Ognuno di questi individui è stato studiato utilizzando tecniche di biologia molecolare su larga scala e analisi bioinformatiche per identificare quelle sei varianti genetiche in entrambi i gruppi: quelli che mantengono la loro fertilità e quelli che non lo fanno. Questo non significa che ogni variante sia responsabile del cambiamento, ma potrebbe esserlo il loro insieme”, chiarisce Francisco Navarro.

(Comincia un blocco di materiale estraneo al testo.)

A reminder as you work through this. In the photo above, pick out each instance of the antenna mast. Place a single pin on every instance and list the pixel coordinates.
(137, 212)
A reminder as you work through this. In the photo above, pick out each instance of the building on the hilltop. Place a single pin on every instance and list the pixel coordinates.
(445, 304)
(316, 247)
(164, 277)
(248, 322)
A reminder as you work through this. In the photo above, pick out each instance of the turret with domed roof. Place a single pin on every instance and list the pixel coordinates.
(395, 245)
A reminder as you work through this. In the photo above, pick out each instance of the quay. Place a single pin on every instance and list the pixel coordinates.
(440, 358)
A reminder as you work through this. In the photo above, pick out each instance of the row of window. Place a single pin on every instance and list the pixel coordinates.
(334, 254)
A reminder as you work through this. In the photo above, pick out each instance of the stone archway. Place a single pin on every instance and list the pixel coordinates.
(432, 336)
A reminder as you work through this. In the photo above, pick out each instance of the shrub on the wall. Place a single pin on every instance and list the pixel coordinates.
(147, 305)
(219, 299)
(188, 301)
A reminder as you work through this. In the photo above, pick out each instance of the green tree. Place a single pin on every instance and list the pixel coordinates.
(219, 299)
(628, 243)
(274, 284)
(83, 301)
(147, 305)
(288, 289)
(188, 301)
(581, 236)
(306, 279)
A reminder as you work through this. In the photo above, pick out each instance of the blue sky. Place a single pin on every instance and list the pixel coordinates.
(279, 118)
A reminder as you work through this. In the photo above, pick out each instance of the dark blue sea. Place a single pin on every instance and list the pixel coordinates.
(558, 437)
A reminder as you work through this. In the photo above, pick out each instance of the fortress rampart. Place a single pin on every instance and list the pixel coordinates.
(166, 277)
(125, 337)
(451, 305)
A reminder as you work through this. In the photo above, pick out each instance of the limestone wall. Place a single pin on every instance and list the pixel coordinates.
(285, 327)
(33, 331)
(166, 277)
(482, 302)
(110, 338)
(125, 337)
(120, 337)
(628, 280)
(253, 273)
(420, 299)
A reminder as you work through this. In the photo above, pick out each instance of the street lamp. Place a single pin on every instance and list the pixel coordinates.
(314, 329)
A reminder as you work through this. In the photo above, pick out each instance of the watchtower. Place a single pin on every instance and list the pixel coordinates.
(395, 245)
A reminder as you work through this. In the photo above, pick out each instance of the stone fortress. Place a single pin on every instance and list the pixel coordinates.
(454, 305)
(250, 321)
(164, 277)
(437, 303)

Secondo Cristina Gonzalez, Direttrice del laboratorio di andrologia e della Banca del seme presso la clinica IVI di Sevilla, questo studio offre ai pazienti, la maggior parte dei quali in età riproduttiva più informazioni prima del trattamento chemioterapico, al fine di sottoporli a un test e stabilire  se appartengano al gruppo a rischio di perdita della fertilità post-terapia e, nel caso, decidere sulla possibilità di crio-conservare lo sperma come misura preventiva. “Il nostro scopo è che gli uomini in età fertile non perdano la possibilità di avere figli biologici, cosa che i pazienti richiedono costantemente”, afferma Gonzalez. “La possibilità che la chemioterapia influisca negativamente sulla fertilità maschile è particolarmente importante e dà luogo ad ulteriori studi, dal momento che questo potrebbe avere delle conseguenza al momento di decidere il trattamento migliore per i pazienti oncologici. Questo tema è stato anche al centro di discussioni con alcuni degli oncologi con i quali abbiamo lavorato nel corso degli ultimi anni”.

Per gli uomini come per le donne – spiega Daniela Galliano, direttrice del primo Centro IVI aperto in Italia, a Roma – il rischio di perdere la propria fertilità a seguito di un trattamento di chemioterapia rappresenta uno delle conseguenze più difficili da affrontare dal punto di vista psicologico, per cui poter individuare i soggetti a rischio e poter offrire loro gratuitamente, come già da anni facciamo in Spagna, la crio-conservazione gratuita dei loro gameti rappresenta un aiuto concreto  per affrontare più serenamente la terapia”.

Ora l’obiettivo dei ricercatori è aumentare sia la durata dello studio che le dimensioni del campione allo scopo di ottenere più varianti nei nuovi pazienti e arricchire il bacino di marcatori molecolari disponibile, così come sviluppare un kit diagnostico per questo tipo di pazienti.